Dentelle aux fuseaux

Rareté faible
Formation de petit flux
Textile / Fils
Sur la roue d'un carreau, le dentellier au fuseau fixe un modèle au tracé piqué délimitant les motifs de la dentelle. Les fils utilisés, en lin, soie, laine ou coton, sont placés autour de fuseaux, dont les croisements sont fixés sur la roue en différents points pour donner forme au napperon, au mouchoir ou à d'autres créations en dentelle.

Description du savoir-faire

  • La dentelle aux fuseaux se diffuse en Europe, vers la fin du Moyen-Âge, notamment grâce aux pèlerinages de Saint-Jacques de Compostelle. 

    En France, son histoire est indissociable du Puy‑en‑Velay, centre majeur dès le Moyen Âge.
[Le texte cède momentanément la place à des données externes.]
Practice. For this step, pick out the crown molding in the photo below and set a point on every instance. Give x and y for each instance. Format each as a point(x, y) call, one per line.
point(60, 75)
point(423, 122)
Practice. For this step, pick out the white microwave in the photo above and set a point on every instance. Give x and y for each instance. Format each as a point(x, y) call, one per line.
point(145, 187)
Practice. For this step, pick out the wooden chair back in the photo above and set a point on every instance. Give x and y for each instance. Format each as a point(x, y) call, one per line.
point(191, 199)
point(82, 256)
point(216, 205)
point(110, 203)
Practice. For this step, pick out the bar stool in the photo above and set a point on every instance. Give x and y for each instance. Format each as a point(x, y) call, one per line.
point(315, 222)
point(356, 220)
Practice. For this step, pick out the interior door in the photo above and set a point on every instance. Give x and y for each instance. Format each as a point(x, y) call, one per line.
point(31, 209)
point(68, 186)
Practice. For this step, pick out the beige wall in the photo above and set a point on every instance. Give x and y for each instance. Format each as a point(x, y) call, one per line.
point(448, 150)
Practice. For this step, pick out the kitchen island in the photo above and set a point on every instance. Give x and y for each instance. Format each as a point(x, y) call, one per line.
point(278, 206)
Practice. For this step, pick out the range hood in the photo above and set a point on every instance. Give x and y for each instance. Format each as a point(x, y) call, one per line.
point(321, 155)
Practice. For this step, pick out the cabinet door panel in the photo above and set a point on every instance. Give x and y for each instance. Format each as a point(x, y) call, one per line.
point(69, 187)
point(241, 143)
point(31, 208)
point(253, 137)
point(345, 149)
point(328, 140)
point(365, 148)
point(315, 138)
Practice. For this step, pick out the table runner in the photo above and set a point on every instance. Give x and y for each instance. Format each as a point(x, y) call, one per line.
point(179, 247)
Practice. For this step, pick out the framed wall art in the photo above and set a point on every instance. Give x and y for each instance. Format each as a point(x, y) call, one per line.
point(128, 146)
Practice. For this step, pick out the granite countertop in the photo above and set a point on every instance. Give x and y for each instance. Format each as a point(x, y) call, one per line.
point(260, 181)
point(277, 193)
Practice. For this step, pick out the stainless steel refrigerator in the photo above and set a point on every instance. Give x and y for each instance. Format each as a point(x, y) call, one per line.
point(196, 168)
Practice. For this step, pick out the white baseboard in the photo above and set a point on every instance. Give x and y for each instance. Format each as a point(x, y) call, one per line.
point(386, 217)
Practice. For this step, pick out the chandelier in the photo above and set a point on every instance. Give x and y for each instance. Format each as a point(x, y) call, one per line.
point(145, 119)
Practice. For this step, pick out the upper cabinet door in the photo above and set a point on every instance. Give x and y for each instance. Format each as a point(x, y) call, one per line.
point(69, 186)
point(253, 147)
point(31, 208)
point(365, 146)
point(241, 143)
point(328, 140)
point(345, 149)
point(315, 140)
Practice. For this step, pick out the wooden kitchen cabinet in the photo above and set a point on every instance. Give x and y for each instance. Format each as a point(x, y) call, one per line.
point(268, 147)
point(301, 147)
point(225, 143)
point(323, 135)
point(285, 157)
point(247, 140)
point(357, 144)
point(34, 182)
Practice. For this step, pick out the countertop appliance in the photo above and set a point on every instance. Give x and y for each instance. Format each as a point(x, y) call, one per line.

L’art de la dentelle connaît son apogée au XVIIIᵉ siècle, avant de décliner avec l’essor de la dentelle mécanique et les mutations sociales, notamment de l’exode rural du XIXe siècle.

    Pour enrayer ce déclin, Pierre Farigoule fonde en 1910 l’école « La dentelle au foyer », suivie en 1942 du « Conservatoire de la dentelle » créé par Johannès Chaleyé, qui réimplante l’apprentissage dans les écoles. Après sa disparition en 1960, un nouveau conservatoire renaît en 1974, mais la fragilité économique persiste. Pour assurer la survie de cet art, un atelier d’État rattaché au Mobilier national est créé, où des dentellières perpétuent ce savoir-faire avec un haut niveau d’exigence.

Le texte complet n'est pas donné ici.